Background: Sepsis is a leading cause of mortality among hospitalized patients. Early detection and intervention reduces sepsis-related mortality. We implemented a novel early warning system (EWS 2.0) based on a machine-learning algorithm to prospectively identify patients with increased risk of severe sepsis or septic shock. Validation suggested excellent predictive characteristics, including a positive likelihood ratio of 13. Stakeholder acceptance of such a system is crucial for process and outcome improvement.
Methods: We developed surveys to assess clinicians’ perceptions of the EWS 2.0 alert’s helpfulness and impact on care. During a 6-week study period conducted 5 months after EWS 2.0 alert implementation, clinicians, including nurses (RNs) and providers (physicians, advanced practice providers), were surveyed twice for each alert. The first 16-item survey was completed within 6 hours of the alert, and the second 11-item survey was completed 48 hours post-alert.

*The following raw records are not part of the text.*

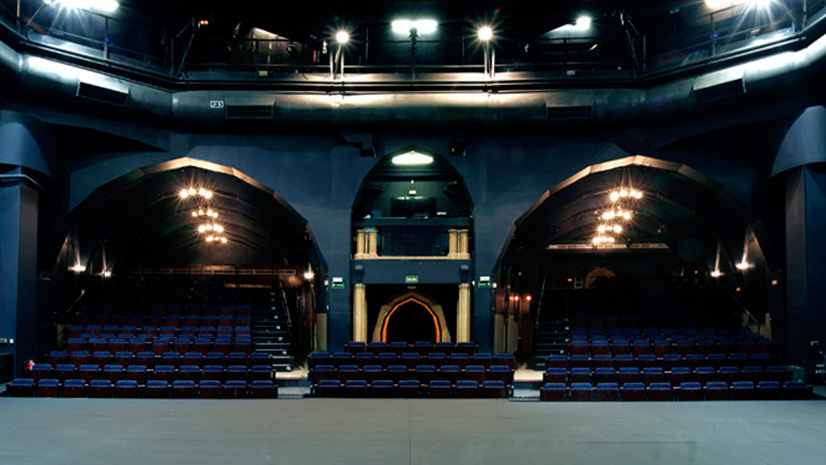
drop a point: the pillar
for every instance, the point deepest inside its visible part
(360, 244)
(464, 244)
(806, 265)
(463, 314)
(18, 266)
(371, 242)
(452, 243)
(499, 332)
(360, 312)
(321, 332)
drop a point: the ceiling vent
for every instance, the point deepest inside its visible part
(719, 85)
(102, 94)
(249, 111)
(577, 112)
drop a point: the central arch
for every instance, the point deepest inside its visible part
(411, 297)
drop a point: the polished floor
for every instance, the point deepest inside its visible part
(338, 431)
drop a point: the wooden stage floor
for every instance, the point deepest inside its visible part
(340, 431)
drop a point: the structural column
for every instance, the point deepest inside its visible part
(360, 244)
(463, 314)
(806, 266)
(464, 244)
(360, 312)
(372, 242)
(452, 243)
(18, 266)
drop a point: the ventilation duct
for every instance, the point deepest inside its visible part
(249, 111)
(102, 94)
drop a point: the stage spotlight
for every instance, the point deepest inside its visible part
(102, 6)
(485, 33)
(583, 23)
(422, 26)
(412, 158)
(342, 37)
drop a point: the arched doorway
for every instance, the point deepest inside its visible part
(412, 231)
(411, 317)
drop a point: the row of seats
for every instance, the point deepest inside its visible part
(423, 373)
(411, 359)
(203, 345)
(676, 375)
(130, 389)
(687, 391)
(142, 373)
(663, 347)
(138, 316)
(667, 361)
(228, 326)
(655, 331)
(150, 359)
(421, 347)
(465, 389)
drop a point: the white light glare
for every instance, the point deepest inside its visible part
(185, 193)
(583, 22)
(717, 4)
(422, 26)
(412, 158)
(485, 33)
(103, 6)
(599, 240)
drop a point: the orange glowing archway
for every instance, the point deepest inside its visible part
(416, 301)
(434, 309)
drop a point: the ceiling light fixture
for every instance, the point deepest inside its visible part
(412, 158)
(102, 6)
(422, 26)
(485, 33)
(342, 37)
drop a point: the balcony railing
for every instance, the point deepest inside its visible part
(435, 238)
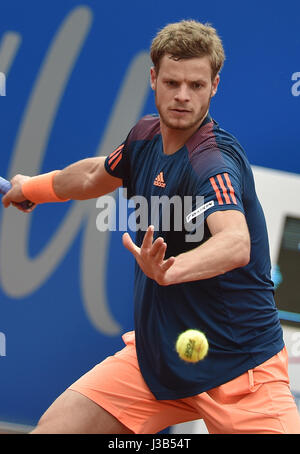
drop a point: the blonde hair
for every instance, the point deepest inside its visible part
(188, 39)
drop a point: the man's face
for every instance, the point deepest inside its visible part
(183, 90)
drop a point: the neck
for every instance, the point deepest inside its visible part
(174, 139)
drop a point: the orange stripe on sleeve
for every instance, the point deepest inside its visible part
(115, 153)
(116, 161)
(222, 185)
(214, 185)
(231, 190)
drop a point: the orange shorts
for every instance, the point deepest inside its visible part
(257, 402)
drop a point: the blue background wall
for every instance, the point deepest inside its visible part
(52, 330)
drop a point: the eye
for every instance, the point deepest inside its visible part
(196, 85)
(171, 83)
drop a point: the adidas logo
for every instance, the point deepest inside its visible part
(159, 180)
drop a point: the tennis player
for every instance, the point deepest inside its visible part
(218, 282)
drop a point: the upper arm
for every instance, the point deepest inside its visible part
(100, 181)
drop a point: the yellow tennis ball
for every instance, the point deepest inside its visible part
(192, 345)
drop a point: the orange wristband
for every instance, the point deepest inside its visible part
(40, 189)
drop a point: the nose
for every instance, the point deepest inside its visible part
(182, 94)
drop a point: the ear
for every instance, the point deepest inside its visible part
(153, 78)
(215, 84)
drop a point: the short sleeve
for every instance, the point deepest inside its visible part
(221, 192)
(117, 164)
(114, 163)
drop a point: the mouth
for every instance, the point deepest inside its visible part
(180, 111)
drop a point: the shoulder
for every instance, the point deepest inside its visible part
(145, 129)
(212, 150)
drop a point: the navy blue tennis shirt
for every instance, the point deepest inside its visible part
(236, 310)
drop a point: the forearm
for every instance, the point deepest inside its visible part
(220, 254)
(84, 179)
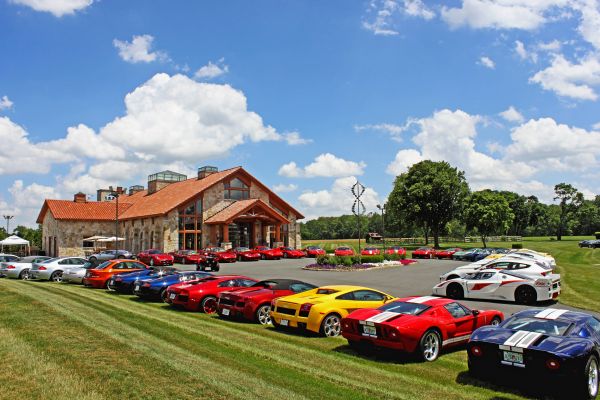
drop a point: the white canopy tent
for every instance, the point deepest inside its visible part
(15, 241)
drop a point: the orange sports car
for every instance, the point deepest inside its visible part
(97, 277)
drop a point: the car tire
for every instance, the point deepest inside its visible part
(331, 325)
(209, 305)
(455, 291)
(56, 276)
(262, 314)
(430, 345)
(525, 295)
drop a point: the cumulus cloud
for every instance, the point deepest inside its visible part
(58, 8)
(324, 165)
(138, 50)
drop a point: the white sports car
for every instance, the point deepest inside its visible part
(518, 264)
(506, 285)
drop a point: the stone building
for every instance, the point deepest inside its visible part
(230, 208)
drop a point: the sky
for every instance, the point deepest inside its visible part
(307, 96)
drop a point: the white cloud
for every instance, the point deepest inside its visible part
(138, 50)
(211, 71)
(5, 103)
(325, 165)
(58, 8)
(512, 115)
(337, 200)
(283, 188)
(487, 62)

Results: For the 247 alerts that triggered, 132 nurses (61%) and 83 providers (39%) completed the first survey. Of these, 26 nurses and 30 providers completed a second survey at 48 hours. Few (20% RNs, 10% providers) identified a new clinical finding after responding to the alert. Perceptions of sepsis at the time of alert were discrepant between nurses (38%) and providers (67%). The majority of both groups felt the alert did not change their perception of the patient’s risk for sepsis (58% RNs, 64% providers). Few RNs (8%) and less than half of providers (40%) felt the patient had sepsis at 48 hours. Few providers (6%) but a quarter of RNs (28%) reported the alert changed management. Almost half of nurses (40%) but less than a fifth of providers (13%) found the alert helpful at 6 hours, though the proportion of providers finding the alert helpful more than doubled by 48 hours (33%). Reported helpful features included improved team communication and more frequent monitoring. Those who found the alert unhelpful cited triggering for irrelevant clinical findings and known abnormalities. Nurses were more likely to describe the alert as improving care at both 6 hours (38% vs. 10% providers) and 48 hours (38% vs. 10% providers).
Conclusions: In general, clinical perceptions of the EWS were poor. Improved provider perception at 48 hours may suggest increasing provider agreement with the tool’s initial assessment of sepsis risk as the patient’s clinical course evolves. Nurses and providers differed in their perceptions of sepsis and EWS alert benefits. Although both groups felt the alert frequently did not change management, the value of the alert may confer differential benefits to each group and foster interdisciplinary communication. Consideration of both clinician perceptions and patient outcomes will be critical to improving the system to best meet clinicians’ needs.